The Julia House charity’s ending of its links with the duchess follows the publication of an email from her to Epstein in 2011, which appears to have been sent after she had publicly broken off contact with him.
The email appeared to privately apologise for her public rejection of Epstein, saying: “You have always been a steadfast, generous and supreme friend to me and my family.”
That seemed to contradict her earlier public denunciation of Epstein in an interview in 2011, in which she had said her involvement with him had been a “gigantic error of judgement” and that: “What he did was wrong and for which he was rightly jailed.”
A spokesperson for the duchess said her subsequent email to Epstein, describing him as a friend, had been sent because she was trying to counter a threat from him to sue her for defamation – and that she still really regretted any association with him.
“This email was sent in the context of advice the duchess was given to try to assuage Epstein and his threats,” said a statement from her spokesman at the weekend, when the email to Epstein had been published.
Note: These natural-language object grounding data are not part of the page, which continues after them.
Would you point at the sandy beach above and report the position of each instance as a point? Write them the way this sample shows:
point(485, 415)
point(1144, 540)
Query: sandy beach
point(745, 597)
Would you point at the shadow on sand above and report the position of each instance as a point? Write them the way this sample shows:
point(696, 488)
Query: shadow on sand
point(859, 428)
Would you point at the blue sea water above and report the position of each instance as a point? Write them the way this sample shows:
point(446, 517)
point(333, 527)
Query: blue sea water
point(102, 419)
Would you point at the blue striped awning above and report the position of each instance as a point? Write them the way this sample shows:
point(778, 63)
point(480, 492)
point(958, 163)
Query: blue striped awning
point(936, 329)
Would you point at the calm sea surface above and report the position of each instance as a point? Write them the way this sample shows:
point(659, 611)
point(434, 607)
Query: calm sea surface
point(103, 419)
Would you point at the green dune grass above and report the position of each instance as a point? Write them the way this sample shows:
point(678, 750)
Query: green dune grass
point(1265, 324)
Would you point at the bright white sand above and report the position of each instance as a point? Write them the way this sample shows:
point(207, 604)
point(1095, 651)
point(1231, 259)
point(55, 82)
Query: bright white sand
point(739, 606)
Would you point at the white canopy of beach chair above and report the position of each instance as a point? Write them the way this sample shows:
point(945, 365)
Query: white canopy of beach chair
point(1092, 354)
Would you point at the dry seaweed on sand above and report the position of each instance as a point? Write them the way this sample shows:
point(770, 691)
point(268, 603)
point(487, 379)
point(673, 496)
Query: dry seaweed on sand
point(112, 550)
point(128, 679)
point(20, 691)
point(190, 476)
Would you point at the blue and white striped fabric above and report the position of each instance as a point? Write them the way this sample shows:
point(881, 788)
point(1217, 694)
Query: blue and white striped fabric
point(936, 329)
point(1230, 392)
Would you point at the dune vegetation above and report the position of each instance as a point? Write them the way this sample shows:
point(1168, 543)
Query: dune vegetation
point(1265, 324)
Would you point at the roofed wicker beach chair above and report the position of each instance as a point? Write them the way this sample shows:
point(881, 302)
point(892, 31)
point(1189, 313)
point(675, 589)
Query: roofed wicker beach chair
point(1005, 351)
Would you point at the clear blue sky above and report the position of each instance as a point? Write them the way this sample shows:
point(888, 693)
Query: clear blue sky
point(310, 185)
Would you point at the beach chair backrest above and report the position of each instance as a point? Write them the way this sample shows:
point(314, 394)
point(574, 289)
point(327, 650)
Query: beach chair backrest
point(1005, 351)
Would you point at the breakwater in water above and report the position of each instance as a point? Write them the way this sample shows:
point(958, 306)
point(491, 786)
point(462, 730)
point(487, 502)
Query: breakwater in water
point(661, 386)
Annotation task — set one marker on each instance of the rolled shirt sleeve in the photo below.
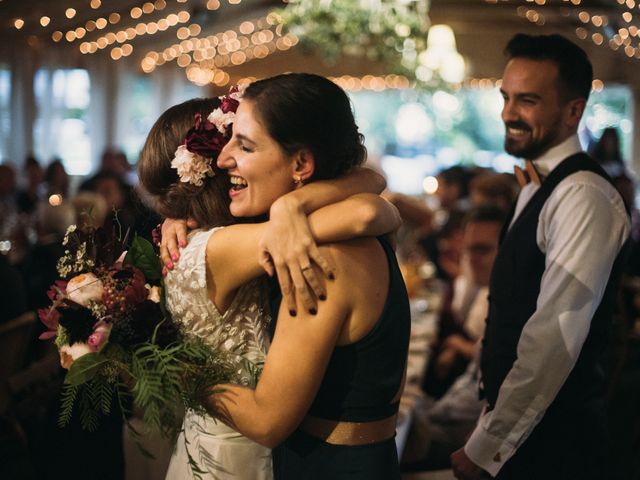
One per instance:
(582, 227)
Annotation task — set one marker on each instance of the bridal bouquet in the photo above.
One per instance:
(115, 337)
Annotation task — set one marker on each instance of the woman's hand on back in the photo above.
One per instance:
(174, 237)
(288, 249)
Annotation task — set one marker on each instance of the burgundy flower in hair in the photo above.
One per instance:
(231, 101)
(194, 159)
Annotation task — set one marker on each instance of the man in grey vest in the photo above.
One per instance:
(553, 283)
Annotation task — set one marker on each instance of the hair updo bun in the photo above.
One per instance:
(306, 111)
(207, 204)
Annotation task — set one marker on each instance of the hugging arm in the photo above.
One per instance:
(308, 199)
(288, 243)
(233, 252)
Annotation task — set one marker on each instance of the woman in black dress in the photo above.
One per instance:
(328, 395)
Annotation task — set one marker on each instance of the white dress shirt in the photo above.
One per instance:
(581, 229)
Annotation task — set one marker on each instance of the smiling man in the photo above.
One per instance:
(553, 283)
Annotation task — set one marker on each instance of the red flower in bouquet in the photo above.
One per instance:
(124, 288)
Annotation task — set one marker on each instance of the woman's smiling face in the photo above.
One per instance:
(259, 169)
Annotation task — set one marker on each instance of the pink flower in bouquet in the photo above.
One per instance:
(99, 336)
(69, 353)
(125, 286)
(85, 288)
(57, 290)
(50, 317)
(154, 293)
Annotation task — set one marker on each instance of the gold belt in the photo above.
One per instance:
(349, 433)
The email exchange was several years after Epstein’s conviction and jailing for sex offences in 2008.
The duchess became patron of the Julia’s House charity in 2018 and had visited one of its hospices, although she appears now to have been removed from the website, no longer appearing alongside other patrons, which include football manager Eddie Howe, actor Nigel Havers and designer Jasper Conran.
The hospice charity helps children with “life-shortening and life-threatening conditions”, supporting them and their families.